• Ivy Zelman predicted the housing market downturn in the 2000s and in 2022.
  • She told Insider that demand for single family homes will fade, and rental rates will weaken.
  • Zelman said that’s due to a wave of apartment construction and an oncoming recession.

When Ivy Zelman says the housing market is due for a turn, people tend to listen.

Zelman, now the head of Zelman & Associates, warned that the 2000’s US housing bubble was about to burst years ahead of time. The eventual end of that bubble precipitated the Global Financial Crisis of 2007-08. A few years later, Zelman called the start of the recovery at a time most experts were still bearish.

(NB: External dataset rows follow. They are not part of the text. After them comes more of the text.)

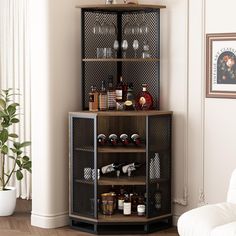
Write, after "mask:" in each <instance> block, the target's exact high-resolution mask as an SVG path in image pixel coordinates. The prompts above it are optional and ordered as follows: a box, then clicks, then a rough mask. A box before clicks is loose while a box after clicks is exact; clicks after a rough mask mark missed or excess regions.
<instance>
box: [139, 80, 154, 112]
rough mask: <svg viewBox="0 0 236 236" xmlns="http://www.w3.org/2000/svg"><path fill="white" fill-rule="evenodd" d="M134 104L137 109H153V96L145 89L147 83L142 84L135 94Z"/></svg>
mask: <svg viewBox="0 0 236 236" xmlns="http://www.w3.org/2000/svg"><path fill="white" fill-rule="evenodd" d="M135 106H136V109H137V110H151V109H153V98H152V95H151V94H150V93H149V92H148V91H147V84H142V91H141V92H140V93H139V94H138V96H137V99H136V103H135Z"/></svg>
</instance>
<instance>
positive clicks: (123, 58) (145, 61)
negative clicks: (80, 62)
mask: <svg viewBox="0 0 236 236" xmlns="http://www.w3.org/2000/svg"><path fill="white" fill-rule="evenodd" d="M82 61H84V62H118V61H121V62H122V61H123V62H158V61H160V59H159V58H104V59H103V58H102V59H97V58H84V59H83V60H82Z"/></svg>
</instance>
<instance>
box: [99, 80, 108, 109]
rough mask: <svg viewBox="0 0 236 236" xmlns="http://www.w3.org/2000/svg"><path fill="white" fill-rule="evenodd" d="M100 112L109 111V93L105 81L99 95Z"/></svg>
mask: <svg viewBox="0 0 236 236" xmlns="http://www.w3.org/2000/svg"><path fill="white" fill-rule="evenodd" d="M99 110H100V111H106V110H107V91H106V87H105V81H102V87H101V91H100V94H99Z"/></svg>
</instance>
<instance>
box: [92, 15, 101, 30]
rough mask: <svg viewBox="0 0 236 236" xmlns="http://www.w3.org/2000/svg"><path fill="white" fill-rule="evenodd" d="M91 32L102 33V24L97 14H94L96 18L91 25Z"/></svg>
mask: <svg viewBox="0 0 236 236" xmlns="http://www.w3.org/2000/svg"><path fill="white" fill-rule="evenodd" d="M93 33H94V34H101V33H102V26H101V24H100V22H99V17H98V14H96V20H95V22H94V25H93Z"/></svg>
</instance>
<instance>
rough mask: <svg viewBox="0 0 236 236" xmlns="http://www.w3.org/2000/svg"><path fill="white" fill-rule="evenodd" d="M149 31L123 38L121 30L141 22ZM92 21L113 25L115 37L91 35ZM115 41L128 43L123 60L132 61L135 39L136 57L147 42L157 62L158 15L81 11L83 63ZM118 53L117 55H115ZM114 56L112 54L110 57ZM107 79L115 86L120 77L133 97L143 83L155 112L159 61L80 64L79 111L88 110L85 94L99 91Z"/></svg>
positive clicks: (136, 95) (158, 78) (138, 90)
mask: <svg viewBox="0 0 236 236" xmlns="http://www.w3.org/2000/svg"><path fill="white" fill-rule="evenodd" d="M143 17H144V20H145V22H146V23H147V25H148V27H149V33H148V34H142V35H141V34H138V35H132V34H130V35H124V33H123V28H124V25H125V24H126V23H127V21H129V22H130V24H134V22H137V23H139V24H140V23H141V22H142V21H143ZM96 19H98V20H99V22H100V23H101V24H102V23H103V22H104V21H105V22H109V23H111V22H112V23H113V24H114V25H115V26H116V28H117V32H118V33H117V35H104V34H97V35H94V34H93V32H92V28H93V26H94V22H95V21H96ZM115 39H118V41H119V44H121V41H122V40H123V39H126V40H127V41H128V44H129V46H128V50H127V52H126V54H127V56H126V57H127V58H134V50H133V47H132V43H133V41H134V40H135V39H137V40H138V41H139V49H138V51H137V55H138V57H139V58H141V53H142V50H143V44H144V41H148V45H149V48H150V53H151V57H152V58H160V11H159V9H158V10H157V11H154V12H148V11H147V12H144V11H143V10H140V11H137V12H130V13H128V12H123V13H122V12H117V13H116V12H115V13H114V12H96V11H94V12H93V11H91V10H88V11H87V10H86V9H83V10H82V57H83V58H85V59H88V58H96V49H97V48H109V47H110V48H113V43H114V40H115ZM121 54H122V52H121V51H118V55H121ZM113 56H114V54H113ZM108 75H113V77H114V84H116V83H117V80H118V79H119V77H120V75H122V76H123V80H124V82H133V84H134V90H133V93H134V95H135V96H137V95H138V93H139V92H140V91H141V90H142V87H141V85H142V83H147V85H148V91H149V92H150V93H151V94H152V96H153V98H154V108H156V109H159V98H160V63H159V61H155V62H147V61H145V62H144V61H122V62H116V61H113V62H111V61H105V62H104V61H103V62H101V61H100V62H94V61H92V62H91V61H83V63H82V91H83V109H84V110H87V109H88V102H89V96H88V94H89V92H90V89H91V86H92V85H93V86H96V87H97V88H98V89H100V87H101V82H102V80H105V81H107V77H108Z"/></svg>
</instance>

In late 2021, when the pandemic had sent prices surging and many onlookers were predicting a long bull market for housing, Zelman said the good times were going to end sooner than people thought. And thanks to surging interest rates that made mortgages much harder to afford, they did.

So when Zelman says things are shifting in a better direction — for renters, anyway — it might be cause for celebration.

What’s in store for the housing market

Zelman believes that a tidal wave of new apartments are going to be ready for renting at the end of 2023 or early 2024, and it’s going to make a huge difference in the rents that landlords can charge.

“It feels like a storm is really brewing on multifamily at least in terms of pressure on lease rates,” she told Insider in a recent interview. “There’s just a tremendous amount of headwinds coming.”

Rents grew quickly after COVID-19 restrictions were lifted, but now those increases are dropping back to a more standard pace, which Zelman says is generally 2% to 4% per year. But that’s going to happen as a lot of new supply becomes available, which will put more pressure on prices.

“We think it’s tough sailing for the multifamily market,” she said. “Supply outstrips demand and you’re going to see that pressure lease rates, and I think the consumer will benefit from that.”

That’s becoming a widespread view thanks to a number of macroeconomic issues Zelman is watching, including an oncoming recession, tighter credit conditions, and the largest housing backlog since World War II.

As for when the storm will pass, Zelman thinks rental rates might start firming up again in 2025. 

Conditions look more balanced in other parts of the housing market, Zelman says. In the first few months of 2023, buyers were able to find some better deals, but demand is weak, in part because so many homeowners locked in mortgages at rates that seem rock-bottom compared to what is currently available.

“We’re not in the camp that a lack of inventory is a positive for the housing market,” she said. “There’s a disincentive to move even though you have substantial equity.”

She says that as lenders get strict and a recession sets in, demand for new and existing homes is going to weaken. On a nationwide level, Zelman says prices of already-built homes will probably keep declining through the end of 2024, with a recovery setting in as sales volumes pick up the following year.

Until then, Zelman says the scope of the downturn in sales and prices will be determined by how deep the recession is and how long it lasts.

“The housing market is not immune to what will ultimately be a recession with a credit crunch that has just begun,” she said.